105.01/105.02/105.03, A quarantine may be instituted ....parasites, or pests of honey bees are found to occure. Bees are not being actively cared for by the owner/operator.

Bee yards shall be depopulated or otherwise treated with a approved or accepted chemical. 

Basically the Ag dept has unlimited power to destroy or eradicate anything they percieve to be a threat to the industry in MS.

So keep smiling, because your IL law was written close to the same way. It uses different language but I promise you it's law that was written to provide order and organization for your citizens concerning ag products. If your stock was causing disease or parasitic issues by being close to my stock, and remember, the burden of proof is always with the govt, and the inspectors could prove that in court, you would have your bees destroyed also.

I have spent much time in the federal law library in DC preparing laws to be written or defending written law. You as a citizen have a constitutional right to comment on any Federal or State law during the notice and comment period. Most citizens don't execute that right.

But, I believe this thread was about all of us having a responsibility to keep AFB in check, is that correct? Should we all try to be proactive by inspecting our hives and when finding AFB, destroy the complete hive, including any supers that are on top? 

Kind regards


----------



## rrussell6870 (May 14, 2009)

Risky, thanks for the support. And we will gladly send you our water if you need it. ;-) 

The MS laws may seem strict to some, but one has to remember that this state provides bees to the world and so these type of controls are in place to SAVE the bees... not to hurt them... let's not forget that not only honey bees are effected by such issues, but other pollenaters are being lost due to infestations in honey bee colonies as well... dead bees do NOT get stronger... infected/infested colonies must be dealt with accordingly, no better what the cost... be it financial or ones personal theories...

Our family has worked with the law makers of this state diligently to ensure that any outbreaks are dealt with swiftly and effectively so that they can not be flippantly spread across the country or even to other nations.

Had these programs not been active, god only knows what shape we would be in today. 

It's not about taking the natural chances away from the bees, its about taking the unnaturally developed issues away from them... nature didn't cause these issues, man did, and it is every man's responsiblity to keep do what he must to keep his troubles from effecting others.


----------



## FindlayBee (Aug 2, 2009)

These are the laws/rules for Ohio.

901:5-55-03 Serious bee diseases.
The following have been classified as serious bee diseases:

(A) American foulbrood, Bacillus larvae = Paenibacillus larvae

(B) Varroa mite, Varroa Jacobsoni

(C) Tracheal mite, Acarapis woodi

(D) Small hive beetle, Aethina tumida

R.C. 119.032 review dates: 05/19/2010 and 05/19/2015

Promulgated Under: 119.03
94-7 American Foulbrood- AFB

94-7 
BEEKEEPING INFORMATION
OHIO DEPARTMENT OF AGRICULTURE
Division of Plant Industry -Apiculture
995 East Main Street 
Reynoldsburg, Ohio 43068-3399

AMERICAN FOULBROOD - AFB


Cause: It is caused by a spore forming bacteria known as Paenibacillus larvae. Only the spore stage is infectious to honey bees. All castes of honey bees are susceptible to the disease, but worker larvae are particularly susceptible. However, larvae become immune to the disease about 3 days after the egg hatches.

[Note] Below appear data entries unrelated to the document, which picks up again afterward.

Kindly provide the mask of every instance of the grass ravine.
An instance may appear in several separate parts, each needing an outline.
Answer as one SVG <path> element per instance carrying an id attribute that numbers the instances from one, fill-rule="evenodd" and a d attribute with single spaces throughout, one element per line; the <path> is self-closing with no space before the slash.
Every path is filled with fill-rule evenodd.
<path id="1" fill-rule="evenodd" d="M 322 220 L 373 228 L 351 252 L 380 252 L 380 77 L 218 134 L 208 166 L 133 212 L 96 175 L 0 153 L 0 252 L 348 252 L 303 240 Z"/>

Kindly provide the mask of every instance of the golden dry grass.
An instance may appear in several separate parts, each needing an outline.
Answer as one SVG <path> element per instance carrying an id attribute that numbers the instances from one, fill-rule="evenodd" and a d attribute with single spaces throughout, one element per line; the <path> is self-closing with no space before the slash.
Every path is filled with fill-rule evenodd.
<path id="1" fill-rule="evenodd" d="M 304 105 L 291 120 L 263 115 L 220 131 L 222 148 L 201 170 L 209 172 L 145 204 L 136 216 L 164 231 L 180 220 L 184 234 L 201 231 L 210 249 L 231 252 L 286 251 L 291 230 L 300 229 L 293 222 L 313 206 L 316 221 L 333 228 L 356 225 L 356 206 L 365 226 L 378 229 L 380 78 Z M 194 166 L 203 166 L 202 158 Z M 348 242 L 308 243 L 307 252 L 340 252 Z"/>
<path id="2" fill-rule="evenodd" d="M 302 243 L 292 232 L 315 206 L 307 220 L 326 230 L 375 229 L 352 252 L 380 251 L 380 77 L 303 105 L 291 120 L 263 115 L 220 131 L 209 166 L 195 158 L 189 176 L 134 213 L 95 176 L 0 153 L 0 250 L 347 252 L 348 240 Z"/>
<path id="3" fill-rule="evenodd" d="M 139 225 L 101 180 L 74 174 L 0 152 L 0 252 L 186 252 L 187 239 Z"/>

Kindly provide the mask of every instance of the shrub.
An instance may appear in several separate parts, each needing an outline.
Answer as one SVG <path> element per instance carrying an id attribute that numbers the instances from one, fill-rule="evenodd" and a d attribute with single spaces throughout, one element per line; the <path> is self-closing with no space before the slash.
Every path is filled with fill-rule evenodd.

Effect: The strength of a recently infected colony will not be noticeably affected, and only one or a few dead larvae or pupae will be seen. Occasionally enough larvae become infected to weaken or kill the colony the first season. On the other hand, the disease may not develop to a critical stage until the following year.

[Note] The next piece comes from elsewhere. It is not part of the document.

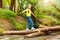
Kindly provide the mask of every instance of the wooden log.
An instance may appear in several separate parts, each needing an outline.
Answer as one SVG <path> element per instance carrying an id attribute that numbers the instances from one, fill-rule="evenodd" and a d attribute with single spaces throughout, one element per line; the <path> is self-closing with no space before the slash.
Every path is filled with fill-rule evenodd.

Symptoms: Death occurs rather uniformly after the larvae have been capped over, have spun their cocoons, and are fully extended on the floor of the cell. Also death can occur after the pupa has formed but before the body is pigmented.

Soon after death the glistening white or formerly healthy larvae and pupae changes to dull white. About 2 weeks after death they become light brown and the well-rounded appearance is lost. The dead brood gradually sink in the cells during decay and become darker, changing from a light coffee brown to dark chocolate brown by the end of the fourth week. Scales are very dark brown or nearly black. The decay and drying of dead brood ordinarily require a month or more. Scales are difficult to distinguish in old brood comb, since they are about the same color as the comb, but in new comb they are easily identified.

During the early stages of decay, the body wall is easily ruptured and the tissues are soft and watery. Occasionally, the body divisions of the dead larvae are more clearly marked than are those in healthy ones. The consistency of dead brood becomes characteristically gluelike about 3 weeks after death. When a toothpick is thrust into a decayed larvae and withdrawn, the decaying mass adheres and can be drawn out an inch or more in a gluelike thread (rope test). Decayed larvae finally become dry, brittle scales.

These scales lie extended along the lower side wall, with their posterior end curved in the bottom of the cells. A small raised swelling may occur near the head of the scale, but it is rarely prominent. In advanced cases, rows of cells contain scales uniformly in this position.

Occasionally, cross markings, which represent the segmentation of the larvae, can be seen on the scales. When completely dried, the scale adheres to tightly to the cell walls that it is difficult to remove without breaking. When death occurs after pupation has started, the form of the pupa can be recognized. The mouth parts of the dead pupa may protrude from the head and appear as a fine thread slanting slightly backward into the cell and at times adhering to the upper wall.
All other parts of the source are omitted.